In order to meet a report turnaround goal of delivering 95% of all film and reports within 48 hours for 95% of reports, each step at each site is monitored. Figure 3 shows a turnaround-time analysis from one of those locations. The report indicates how well the facility is meeting the 95% goal by looking at the number of studies that have not had each step completed. While reports are signed and delivered during the day, it is the number of examinations left unread and reports left unsigned at 5:30 pm that cause the greatest delays. This type of step-tracking information has been eye-opening for the staff and physicians, resulting in process changes.


Another factor in report turnaround time is the ability to transcribe the reports at the time when they are dictated. Historically, a shortage of transcriptionists resulted in our hiring any transcriptionists we could find, no matter when they were available. Consequently, we had large numbers of transcriptionists working from 5 pm to midnight. With the ability to track when reports are dictated and transcribed, we now have been able to rearrange transcriptionists’ hours to match the productivity of the radiologists (Figure 4). Through this process, we were also able to hire additional staff for the hours needed and eliminate night and early-morning hours. Thus, the ultimate goal of having all reports dictated by 3 pm, transcribed by 4 pm, and signed by 5:30 pm has become reachable.
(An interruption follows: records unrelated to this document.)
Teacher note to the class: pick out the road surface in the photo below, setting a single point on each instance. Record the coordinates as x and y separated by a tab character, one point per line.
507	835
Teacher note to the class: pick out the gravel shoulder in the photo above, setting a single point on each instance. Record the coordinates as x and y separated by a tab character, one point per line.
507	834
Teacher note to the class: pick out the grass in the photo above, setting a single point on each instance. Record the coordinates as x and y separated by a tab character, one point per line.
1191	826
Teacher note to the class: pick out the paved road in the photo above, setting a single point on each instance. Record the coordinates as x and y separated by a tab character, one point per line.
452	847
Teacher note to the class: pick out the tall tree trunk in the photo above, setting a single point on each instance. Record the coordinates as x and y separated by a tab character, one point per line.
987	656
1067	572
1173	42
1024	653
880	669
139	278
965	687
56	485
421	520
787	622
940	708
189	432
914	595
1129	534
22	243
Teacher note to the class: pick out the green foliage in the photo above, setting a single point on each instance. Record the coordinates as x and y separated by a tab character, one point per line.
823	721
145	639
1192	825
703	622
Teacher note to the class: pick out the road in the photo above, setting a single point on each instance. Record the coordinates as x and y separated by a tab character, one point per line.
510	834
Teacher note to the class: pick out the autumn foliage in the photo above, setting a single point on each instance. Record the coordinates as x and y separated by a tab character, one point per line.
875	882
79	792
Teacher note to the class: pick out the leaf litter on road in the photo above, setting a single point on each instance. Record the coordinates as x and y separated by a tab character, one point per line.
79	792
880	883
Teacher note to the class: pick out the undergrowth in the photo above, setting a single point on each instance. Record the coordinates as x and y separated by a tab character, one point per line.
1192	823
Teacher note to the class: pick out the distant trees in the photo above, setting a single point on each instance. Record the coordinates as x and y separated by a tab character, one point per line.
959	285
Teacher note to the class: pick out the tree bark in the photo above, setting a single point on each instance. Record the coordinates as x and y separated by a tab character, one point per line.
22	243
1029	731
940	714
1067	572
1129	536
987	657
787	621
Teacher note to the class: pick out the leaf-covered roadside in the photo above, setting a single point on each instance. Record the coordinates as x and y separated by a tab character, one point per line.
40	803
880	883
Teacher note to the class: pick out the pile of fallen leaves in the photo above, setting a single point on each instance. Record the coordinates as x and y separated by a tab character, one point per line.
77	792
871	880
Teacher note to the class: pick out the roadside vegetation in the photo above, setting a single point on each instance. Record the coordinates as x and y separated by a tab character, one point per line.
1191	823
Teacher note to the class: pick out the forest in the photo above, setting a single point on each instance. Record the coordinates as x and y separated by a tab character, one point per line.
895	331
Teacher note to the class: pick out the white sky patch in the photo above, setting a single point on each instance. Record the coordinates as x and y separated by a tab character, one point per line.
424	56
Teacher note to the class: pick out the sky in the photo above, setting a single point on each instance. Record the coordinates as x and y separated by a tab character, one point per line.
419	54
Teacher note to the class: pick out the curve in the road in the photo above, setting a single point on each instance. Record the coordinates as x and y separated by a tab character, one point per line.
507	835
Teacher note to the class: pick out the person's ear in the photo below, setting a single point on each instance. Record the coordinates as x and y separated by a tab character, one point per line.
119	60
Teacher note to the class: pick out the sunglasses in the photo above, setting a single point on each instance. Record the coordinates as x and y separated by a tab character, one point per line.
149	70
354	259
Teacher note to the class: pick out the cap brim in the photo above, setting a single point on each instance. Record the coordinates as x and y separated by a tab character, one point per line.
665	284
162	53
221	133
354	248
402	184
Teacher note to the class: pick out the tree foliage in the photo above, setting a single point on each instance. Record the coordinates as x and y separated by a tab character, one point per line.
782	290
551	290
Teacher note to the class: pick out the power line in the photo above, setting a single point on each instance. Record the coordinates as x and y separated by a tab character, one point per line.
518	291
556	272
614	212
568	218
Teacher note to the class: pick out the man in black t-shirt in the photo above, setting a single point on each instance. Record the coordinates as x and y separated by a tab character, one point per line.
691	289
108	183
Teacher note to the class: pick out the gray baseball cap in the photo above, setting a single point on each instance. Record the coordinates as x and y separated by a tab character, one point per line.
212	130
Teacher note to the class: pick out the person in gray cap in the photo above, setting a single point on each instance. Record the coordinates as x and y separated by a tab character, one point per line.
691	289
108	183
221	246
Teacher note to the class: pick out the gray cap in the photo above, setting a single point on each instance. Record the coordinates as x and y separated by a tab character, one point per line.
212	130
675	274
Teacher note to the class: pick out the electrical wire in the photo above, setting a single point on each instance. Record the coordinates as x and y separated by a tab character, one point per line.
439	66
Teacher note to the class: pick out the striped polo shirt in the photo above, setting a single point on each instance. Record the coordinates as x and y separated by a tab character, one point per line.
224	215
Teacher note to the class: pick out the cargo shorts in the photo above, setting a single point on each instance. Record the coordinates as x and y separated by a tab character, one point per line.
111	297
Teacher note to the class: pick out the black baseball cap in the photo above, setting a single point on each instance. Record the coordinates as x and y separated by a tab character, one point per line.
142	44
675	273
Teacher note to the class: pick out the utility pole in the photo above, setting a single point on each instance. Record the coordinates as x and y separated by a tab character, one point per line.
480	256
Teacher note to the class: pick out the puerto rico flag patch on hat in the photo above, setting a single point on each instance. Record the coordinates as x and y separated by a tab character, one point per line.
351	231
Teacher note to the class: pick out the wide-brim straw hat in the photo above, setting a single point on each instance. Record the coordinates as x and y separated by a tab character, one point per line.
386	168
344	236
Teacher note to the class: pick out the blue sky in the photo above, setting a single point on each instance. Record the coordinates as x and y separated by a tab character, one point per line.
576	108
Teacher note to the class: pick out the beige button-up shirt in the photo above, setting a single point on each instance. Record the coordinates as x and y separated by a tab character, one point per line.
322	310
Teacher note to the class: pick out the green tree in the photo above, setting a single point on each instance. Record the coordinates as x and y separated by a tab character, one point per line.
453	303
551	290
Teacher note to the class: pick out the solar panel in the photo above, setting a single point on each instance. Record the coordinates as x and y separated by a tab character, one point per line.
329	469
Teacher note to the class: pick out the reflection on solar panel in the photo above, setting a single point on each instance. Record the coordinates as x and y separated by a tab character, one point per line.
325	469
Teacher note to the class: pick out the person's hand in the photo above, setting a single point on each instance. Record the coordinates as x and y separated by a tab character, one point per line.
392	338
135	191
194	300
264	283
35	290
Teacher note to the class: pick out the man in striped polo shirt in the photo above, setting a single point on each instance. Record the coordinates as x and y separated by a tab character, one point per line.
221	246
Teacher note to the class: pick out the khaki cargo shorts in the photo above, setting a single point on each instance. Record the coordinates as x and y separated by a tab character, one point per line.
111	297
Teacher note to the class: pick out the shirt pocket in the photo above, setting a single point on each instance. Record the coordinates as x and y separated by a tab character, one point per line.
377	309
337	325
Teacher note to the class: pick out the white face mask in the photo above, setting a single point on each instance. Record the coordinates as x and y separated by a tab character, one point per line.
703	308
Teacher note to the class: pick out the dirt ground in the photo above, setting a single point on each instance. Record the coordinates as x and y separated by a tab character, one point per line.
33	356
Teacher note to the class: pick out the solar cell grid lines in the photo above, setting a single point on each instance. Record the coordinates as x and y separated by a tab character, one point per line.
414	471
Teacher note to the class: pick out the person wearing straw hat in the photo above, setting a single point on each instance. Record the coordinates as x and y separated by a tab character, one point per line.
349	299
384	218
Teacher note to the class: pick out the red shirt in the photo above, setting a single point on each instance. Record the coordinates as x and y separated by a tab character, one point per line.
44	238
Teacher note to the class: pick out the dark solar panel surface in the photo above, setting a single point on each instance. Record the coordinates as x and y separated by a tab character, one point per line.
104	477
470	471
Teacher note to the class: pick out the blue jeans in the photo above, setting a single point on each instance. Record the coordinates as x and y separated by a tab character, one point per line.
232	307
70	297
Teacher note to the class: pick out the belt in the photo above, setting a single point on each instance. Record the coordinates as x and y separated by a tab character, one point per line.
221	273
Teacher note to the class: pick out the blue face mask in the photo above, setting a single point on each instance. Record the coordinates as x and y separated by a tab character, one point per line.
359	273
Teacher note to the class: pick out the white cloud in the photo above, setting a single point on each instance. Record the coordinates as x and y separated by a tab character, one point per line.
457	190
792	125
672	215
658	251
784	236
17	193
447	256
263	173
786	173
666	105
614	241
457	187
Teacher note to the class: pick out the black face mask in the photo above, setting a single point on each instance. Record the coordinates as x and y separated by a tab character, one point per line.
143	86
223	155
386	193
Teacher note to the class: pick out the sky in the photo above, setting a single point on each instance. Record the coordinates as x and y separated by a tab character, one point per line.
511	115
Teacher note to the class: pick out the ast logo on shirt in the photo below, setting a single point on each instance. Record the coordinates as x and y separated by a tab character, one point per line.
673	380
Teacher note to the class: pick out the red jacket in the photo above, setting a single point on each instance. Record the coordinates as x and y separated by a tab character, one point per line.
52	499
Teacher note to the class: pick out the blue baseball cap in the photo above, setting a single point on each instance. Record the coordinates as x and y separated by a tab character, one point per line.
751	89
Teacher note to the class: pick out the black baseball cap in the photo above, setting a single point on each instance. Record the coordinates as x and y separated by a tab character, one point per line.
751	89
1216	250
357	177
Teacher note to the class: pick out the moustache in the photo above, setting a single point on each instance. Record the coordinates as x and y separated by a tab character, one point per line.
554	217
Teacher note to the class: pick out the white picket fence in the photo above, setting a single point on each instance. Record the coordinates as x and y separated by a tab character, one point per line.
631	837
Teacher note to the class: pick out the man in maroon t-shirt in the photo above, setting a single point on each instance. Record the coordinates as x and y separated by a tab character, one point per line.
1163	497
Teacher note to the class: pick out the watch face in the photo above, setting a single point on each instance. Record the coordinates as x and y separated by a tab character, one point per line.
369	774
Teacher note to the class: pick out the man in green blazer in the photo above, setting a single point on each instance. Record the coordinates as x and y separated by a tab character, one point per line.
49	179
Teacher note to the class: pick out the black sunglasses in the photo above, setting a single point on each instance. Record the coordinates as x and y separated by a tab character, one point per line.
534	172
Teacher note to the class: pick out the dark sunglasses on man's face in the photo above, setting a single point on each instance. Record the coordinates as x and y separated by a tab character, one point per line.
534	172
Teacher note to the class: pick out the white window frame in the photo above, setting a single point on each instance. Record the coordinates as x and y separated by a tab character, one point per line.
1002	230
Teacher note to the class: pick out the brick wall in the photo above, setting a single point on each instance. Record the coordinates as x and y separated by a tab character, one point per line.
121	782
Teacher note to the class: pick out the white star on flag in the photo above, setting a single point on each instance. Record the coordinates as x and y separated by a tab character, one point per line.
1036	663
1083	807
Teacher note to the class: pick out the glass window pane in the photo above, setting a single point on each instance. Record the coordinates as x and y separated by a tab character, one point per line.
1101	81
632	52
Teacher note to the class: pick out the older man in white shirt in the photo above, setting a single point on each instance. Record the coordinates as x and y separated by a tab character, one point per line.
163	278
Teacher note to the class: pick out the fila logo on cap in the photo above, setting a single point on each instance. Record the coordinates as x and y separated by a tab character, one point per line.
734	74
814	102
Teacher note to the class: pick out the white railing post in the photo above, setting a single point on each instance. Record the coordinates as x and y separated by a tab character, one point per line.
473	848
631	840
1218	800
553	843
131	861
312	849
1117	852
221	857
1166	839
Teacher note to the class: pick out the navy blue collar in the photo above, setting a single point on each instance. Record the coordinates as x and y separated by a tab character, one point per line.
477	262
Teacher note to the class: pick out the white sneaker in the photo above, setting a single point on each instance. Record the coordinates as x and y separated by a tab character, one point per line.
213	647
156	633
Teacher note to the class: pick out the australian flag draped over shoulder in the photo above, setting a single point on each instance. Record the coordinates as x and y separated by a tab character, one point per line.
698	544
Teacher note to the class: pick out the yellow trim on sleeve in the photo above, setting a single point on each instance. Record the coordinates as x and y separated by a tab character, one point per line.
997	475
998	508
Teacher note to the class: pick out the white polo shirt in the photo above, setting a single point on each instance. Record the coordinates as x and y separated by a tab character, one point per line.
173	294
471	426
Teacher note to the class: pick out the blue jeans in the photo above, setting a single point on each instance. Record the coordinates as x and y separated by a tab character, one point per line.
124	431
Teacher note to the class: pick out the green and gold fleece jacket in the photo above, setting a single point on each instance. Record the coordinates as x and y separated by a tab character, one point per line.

Figure 4. An hourly tracking log enabled the practice to compare the number of reports dictated (Input) with the number of reports transcribed (Output) on 6/3/03 to more appropriately schedule transcriptionists to meet volume (7/3/03) . *Tx denotes transcriptionists.

The functions of management (planning, leading, controlling, and directing) can be accomplished on a part-time or full-time basis by a physician or a professional manager, based on the size and complexity of the practice. The need for management is there, but what a particular radiology group needs has to be determined individually. A small radiology group may elect a president who spends some personal hours running the business aspect of the practice, while large radiology practices may purchase management services through their billing companies or may hire their own managers. Whatever direction a radiology group takes, having management to oversee daily operations and to conduct strategic planning is vital to the practice’s success.

Fred Gaschen, MBA, is executive vice president, Radiological Associates of Sacramento, Calif.